In the kitchen: "I don't know how much 'Nessa's going to be able to tell her," Simon says. "She didn't remember very much." He's got coffee, going cold.
"How did Laura figure out who it was?"
He shudders. "The--the tape. I was recording. The reception and the ceremony. When 'Nessa couldn't talk about it, Laura had me play the tape. We could see it in the background. I--" He shakes his head. "I missed it somehow."
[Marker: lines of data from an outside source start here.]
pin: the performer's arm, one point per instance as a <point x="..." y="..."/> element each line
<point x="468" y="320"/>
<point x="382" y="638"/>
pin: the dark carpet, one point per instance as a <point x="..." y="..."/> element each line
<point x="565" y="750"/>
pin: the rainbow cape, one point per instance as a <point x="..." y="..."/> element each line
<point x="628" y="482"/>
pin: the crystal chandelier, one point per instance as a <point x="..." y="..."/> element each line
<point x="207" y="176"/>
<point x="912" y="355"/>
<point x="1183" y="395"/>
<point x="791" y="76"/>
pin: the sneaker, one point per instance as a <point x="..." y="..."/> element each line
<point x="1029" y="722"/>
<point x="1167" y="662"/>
"There was a clown. A clown at the table with her. How do you miss something like that?" He runs his thumb over the bronze cuff on his wrist; the steel chain tangled in his fingers. "He was talking to 'Nessa--"
"It was Ihsan," 'Nessa says; her eyes, at first fixed on the tumbling coin, are now staring into the middle distance. Alice's hand is still now. So is her face. "I didn't understand why she was there. She sat down at my table and she started talking. She started saying..." Pain crosses her face, like a ripple on a pond. "Terrible things."
"They talk for a while," Simon says. "And then Eddie comes up and joins them, and 'Nessa kind of... switches off. And then Eddie leaves the table with the clown, and they... I don't know. Leave the frame." He presses his fingers to his temples; looking green. "I'm sorry, is there a, a bathroom I can use?"
"She said she was dead," 'Nessa drones. A tear slips down her face, silent and unregarded. "I don't know if it was true. I loved her and I don't know now if she's dead or alive now."
"What came next?" Alice says.
"She told me things. She said there are things the dead know. Things they've been keeping back." There's a fey and awful light in her eye. "She told me."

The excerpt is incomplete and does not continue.